Que menos que desear acabar con este tormento y quitarme del medio. ¿Por qué no
lo comprenden, por qué no me dejan sentir la paz que anhelo…?
De nuevo, el joven cayó en uno de sus largos
sueños. Ella había vuelto a casa esa tarde angustiada. Sin saber qué hacer.
En este anochecer, un año después, ella
recordaba todo esto como si acabara de suceder. Sintió de pronto la punzante
presencia de Abel en la habitación. Fueron unos segundos extraños. Su cabeza se
pobló de voces y sus propios fantasmas cogieron las riendas de su vida.
Ensimismada ante la avalancha tumultuosa que la poseyó, se giró hasta la
ventana que abrió de par en par.
Se asomó al exterior.
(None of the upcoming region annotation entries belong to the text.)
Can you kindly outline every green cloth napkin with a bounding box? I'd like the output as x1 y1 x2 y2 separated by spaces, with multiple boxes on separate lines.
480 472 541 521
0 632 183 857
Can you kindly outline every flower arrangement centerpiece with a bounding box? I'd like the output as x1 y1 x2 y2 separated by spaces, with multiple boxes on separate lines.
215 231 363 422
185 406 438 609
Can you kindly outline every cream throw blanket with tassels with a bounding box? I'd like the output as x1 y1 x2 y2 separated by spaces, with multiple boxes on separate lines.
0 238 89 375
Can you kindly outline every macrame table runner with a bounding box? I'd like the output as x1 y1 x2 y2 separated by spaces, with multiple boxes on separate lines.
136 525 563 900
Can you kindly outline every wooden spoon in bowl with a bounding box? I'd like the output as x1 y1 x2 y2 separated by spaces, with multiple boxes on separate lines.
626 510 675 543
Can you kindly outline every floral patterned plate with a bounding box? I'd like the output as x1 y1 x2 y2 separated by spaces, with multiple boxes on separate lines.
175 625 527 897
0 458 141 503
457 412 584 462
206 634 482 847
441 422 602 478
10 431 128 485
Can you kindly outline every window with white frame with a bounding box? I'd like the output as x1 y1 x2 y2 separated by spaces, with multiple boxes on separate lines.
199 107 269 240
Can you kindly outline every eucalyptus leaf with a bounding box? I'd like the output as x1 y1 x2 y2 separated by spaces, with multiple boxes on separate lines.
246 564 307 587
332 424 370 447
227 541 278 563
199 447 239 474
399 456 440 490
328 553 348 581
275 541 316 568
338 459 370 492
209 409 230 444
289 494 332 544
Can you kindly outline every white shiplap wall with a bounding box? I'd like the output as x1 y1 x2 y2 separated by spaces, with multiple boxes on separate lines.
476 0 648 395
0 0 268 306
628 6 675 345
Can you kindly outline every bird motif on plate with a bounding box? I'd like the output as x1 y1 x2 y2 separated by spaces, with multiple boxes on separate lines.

La llovizna la
abofeteó dulcemente en el rostro. Y lloró. Soltó el ahogo que le atenazaba
hacía semanas. Al minuto se serenó, y contemplando las primeras estrellas
brillando en la noche oscura exclamó:
“Abel estate tranquilo, te prometo que mañana
te libraré de la locura en que te hallas sumergido y descansarás en paz.”